The study was divided into four objectives spanning a range of spatial scales to gain a multi-scale understanding of unimproved grassland hydrology. Objective 1 focused upon soil and water table properties using soil sampling and water table monitoring via dipwells. Results showed that M. caerulea and J. effusus dominated fields had on average significantly less compacted soil and slowly released water after rainfall events, compared to the more compacted and flashier L. perenne dominated sites. The research was continued in Objective 2 which used a rainfall simulator to mimic a 40 mm/hr rainfall event over plots of the three grassland types. Results showed a significant relationship between soil compaction and when saturation was reached, but volume of runoff was likely influenced by vegetation density within each plot, as no clear relationship between grassland type and overland flow was found.
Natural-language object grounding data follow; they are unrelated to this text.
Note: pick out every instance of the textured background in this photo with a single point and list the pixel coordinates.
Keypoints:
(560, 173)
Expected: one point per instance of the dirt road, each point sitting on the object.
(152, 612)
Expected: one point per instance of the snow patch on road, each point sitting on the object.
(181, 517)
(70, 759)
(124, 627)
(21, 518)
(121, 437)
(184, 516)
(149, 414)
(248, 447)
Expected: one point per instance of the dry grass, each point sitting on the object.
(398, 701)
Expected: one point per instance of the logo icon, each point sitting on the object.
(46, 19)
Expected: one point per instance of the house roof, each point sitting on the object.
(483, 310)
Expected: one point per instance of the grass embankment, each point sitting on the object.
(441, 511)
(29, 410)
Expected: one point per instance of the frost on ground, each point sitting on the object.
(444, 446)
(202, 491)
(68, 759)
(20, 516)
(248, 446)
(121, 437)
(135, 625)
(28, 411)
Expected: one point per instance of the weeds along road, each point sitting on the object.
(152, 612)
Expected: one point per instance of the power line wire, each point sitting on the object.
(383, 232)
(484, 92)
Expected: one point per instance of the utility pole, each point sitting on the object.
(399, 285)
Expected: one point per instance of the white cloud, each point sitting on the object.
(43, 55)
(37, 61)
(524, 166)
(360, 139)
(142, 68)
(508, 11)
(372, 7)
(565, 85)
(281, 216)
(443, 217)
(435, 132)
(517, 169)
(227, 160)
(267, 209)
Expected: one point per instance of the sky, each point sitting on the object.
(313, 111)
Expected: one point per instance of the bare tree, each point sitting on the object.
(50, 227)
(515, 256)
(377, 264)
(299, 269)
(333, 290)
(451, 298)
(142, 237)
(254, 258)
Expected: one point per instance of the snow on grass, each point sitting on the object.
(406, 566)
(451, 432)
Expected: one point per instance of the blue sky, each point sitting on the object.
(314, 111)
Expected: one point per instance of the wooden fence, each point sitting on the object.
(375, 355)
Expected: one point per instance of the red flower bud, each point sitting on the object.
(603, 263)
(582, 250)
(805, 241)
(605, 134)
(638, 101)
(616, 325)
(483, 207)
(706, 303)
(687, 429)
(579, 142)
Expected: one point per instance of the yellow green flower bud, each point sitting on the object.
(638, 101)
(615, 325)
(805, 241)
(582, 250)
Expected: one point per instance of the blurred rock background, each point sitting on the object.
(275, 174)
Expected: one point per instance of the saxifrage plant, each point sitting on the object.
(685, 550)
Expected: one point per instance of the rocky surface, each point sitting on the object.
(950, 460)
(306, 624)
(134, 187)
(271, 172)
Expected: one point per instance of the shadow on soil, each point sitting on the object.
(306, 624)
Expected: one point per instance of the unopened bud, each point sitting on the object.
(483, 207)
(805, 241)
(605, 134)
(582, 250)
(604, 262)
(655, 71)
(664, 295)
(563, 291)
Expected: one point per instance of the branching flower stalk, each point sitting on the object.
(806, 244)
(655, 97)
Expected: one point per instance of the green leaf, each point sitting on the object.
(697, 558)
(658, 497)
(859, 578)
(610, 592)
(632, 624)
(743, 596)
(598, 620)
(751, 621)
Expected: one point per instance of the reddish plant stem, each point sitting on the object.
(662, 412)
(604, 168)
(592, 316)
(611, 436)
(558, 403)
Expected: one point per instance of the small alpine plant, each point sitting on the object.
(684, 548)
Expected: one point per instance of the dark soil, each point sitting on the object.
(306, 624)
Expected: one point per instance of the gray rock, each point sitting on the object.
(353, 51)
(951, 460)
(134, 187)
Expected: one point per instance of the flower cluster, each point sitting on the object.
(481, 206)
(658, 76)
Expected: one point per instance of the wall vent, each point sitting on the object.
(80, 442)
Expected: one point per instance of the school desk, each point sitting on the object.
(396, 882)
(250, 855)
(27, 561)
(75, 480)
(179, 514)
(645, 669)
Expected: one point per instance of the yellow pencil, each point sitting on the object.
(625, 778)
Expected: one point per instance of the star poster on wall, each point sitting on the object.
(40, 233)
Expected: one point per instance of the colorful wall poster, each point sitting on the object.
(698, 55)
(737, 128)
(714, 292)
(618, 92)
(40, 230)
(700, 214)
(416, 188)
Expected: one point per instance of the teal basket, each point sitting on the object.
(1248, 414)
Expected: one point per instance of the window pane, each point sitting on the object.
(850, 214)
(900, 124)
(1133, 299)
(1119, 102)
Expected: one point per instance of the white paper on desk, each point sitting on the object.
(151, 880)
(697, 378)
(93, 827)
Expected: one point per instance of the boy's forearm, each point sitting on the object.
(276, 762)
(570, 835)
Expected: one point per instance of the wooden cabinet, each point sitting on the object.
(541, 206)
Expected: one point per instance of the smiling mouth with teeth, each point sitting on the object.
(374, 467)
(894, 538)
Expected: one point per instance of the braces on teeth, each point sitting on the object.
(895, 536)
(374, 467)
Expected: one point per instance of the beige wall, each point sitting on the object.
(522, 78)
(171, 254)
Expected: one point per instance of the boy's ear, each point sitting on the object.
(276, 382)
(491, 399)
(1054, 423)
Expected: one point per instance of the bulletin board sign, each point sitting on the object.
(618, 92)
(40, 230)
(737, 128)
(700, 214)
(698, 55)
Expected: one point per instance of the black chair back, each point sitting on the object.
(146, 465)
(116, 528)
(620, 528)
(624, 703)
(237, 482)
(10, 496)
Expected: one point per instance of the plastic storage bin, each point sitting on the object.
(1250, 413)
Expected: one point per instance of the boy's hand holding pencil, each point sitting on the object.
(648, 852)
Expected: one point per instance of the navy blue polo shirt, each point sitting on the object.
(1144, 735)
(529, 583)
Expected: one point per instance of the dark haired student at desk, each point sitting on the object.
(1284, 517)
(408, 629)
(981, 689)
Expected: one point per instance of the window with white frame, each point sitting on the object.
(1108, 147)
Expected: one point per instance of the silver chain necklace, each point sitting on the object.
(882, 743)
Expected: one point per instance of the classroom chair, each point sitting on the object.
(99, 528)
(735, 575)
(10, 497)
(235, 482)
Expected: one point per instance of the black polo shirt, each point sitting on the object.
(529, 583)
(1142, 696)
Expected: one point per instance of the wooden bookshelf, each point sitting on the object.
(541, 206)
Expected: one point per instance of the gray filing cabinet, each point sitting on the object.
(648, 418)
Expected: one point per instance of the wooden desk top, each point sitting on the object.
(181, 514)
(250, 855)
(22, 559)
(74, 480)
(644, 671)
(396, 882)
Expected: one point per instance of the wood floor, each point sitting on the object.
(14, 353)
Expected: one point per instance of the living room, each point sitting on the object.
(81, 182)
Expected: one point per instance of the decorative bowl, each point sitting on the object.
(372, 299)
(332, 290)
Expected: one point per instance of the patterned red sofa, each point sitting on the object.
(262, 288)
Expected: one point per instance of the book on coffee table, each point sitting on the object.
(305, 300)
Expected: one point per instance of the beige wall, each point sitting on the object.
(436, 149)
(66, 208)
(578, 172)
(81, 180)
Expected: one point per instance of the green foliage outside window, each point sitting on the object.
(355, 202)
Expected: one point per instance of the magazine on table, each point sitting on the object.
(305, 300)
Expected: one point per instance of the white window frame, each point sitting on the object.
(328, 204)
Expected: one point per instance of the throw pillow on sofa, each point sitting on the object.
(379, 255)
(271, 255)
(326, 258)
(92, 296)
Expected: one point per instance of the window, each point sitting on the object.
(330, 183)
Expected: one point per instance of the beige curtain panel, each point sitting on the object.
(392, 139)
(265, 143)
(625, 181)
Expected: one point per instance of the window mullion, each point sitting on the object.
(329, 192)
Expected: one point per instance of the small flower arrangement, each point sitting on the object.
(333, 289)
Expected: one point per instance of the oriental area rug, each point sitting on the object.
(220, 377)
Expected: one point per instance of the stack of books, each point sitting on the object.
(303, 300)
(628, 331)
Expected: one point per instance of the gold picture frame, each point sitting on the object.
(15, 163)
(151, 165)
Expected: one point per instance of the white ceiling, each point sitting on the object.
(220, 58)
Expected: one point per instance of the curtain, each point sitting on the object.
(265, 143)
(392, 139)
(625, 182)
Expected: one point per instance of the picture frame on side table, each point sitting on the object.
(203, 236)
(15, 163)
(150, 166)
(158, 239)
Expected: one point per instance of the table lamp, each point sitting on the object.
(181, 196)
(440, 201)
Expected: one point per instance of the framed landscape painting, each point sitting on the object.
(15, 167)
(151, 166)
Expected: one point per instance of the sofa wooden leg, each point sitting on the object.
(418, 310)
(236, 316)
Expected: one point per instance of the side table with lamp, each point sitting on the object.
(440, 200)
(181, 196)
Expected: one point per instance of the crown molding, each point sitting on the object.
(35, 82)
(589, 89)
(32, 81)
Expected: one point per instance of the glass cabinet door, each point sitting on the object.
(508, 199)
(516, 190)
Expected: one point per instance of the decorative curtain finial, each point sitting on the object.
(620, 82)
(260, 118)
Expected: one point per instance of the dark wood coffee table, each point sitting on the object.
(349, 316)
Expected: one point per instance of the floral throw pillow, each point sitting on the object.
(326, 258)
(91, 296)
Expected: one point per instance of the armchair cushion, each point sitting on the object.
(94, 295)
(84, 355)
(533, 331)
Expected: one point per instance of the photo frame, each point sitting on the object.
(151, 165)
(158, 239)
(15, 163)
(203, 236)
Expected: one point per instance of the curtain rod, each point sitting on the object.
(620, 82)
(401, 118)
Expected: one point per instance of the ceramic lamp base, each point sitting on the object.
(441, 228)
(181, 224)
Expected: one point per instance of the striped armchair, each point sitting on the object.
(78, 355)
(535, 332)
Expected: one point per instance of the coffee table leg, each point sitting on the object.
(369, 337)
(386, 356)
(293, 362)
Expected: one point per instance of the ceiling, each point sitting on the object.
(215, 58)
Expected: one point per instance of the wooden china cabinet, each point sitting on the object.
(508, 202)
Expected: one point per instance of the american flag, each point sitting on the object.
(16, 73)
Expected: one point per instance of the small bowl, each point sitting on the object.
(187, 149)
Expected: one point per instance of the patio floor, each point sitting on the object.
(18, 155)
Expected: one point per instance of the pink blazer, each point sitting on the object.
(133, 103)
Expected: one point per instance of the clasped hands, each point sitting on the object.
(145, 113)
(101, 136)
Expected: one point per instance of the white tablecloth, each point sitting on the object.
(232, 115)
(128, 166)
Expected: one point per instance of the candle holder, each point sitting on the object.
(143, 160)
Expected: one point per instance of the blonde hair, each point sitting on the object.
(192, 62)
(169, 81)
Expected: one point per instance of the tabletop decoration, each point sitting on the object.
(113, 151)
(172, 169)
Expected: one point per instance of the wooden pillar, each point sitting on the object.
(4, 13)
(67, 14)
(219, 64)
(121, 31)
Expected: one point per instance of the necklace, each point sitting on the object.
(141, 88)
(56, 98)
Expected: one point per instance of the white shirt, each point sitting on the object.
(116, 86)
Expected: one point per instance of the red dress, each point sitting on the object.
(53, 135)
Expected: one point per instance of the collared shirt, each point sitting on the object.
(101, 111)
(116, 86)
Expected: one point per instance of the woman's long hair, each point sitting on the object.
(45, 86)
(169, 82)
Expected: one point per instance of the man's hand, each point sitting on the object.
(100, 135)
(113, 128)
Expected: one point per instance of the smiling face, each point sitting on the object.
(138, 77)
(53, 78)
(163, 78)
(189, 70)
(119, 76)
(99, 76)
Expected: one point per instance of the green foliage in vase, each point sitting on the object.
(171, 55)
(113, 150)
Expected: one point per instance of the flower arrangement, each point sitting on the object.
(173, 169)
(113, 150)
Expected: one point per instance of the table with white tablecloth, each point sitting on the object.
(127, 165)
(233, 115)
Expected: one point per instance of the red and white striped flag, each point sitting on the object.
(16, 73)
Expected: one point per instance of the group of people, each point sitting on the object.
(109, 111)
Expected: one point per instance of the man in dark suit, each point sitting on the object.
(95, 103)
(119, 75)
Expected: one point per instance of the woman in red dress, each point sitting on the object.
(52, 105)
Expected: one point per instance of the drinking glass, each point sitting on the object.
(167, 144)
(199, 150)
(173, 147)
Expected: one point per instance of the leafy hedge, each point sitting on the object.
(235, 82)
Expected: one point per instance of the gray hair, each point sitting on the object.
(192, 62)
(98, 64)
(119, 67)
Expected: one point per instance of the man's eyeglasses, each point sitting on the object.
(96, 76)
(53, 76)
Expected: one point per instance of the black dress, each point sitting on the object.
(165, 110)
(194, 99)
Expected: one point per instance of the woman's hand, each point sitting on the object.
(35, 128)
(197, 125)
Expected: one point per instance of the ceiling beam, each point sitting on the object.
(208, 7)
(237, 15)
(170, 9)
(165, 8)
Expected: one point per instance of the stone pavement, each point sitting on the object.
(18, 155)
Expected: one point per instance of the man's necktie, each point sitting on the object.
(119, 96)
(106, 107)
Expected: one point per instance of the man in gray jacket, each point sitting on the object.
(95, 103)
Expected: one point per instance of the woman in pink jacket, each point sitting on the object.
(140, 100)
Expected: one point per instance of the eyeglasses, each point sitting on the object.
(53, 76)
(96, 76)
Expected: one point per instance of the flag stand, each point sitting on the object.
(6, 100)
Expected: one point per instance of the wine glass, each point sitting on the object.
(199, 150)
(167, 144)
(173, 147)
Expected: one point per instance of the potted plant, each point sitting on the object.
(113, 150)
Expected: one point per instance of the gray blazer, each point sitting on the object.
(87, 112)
Objective 3 quantified surface flow pathway length in a field of M. caerulea and L. perenne using an unpiloted aerial vehicle and structure from motion photogrammetry to produce a detailed surface model through which surface flow pathways could be measured. The M. caerulea field had on average 1.4 times greater flow pathway length than the L. perenne control field and a rougher round/vegetation surface which could delay and store surface water. All three field experiments fed into Objective 4: sub-catchment rainfall-runoff response modelling of the Upper Tamar. Scenarios of 0, 10, 20 and 30% unimproved grassland restoration were modelled to assess potential impacts on within river flood hydrographs. Results showed peak flow and peak volume were reduced with increasing unimproved grassland extent. The four objectives of this study showed that unimproved grassland restoration has a place in the NFM toolkit, and that unimproved grassland can deliver other environmental benefits such as greater carbon storage and a diverse habitat for wildlife.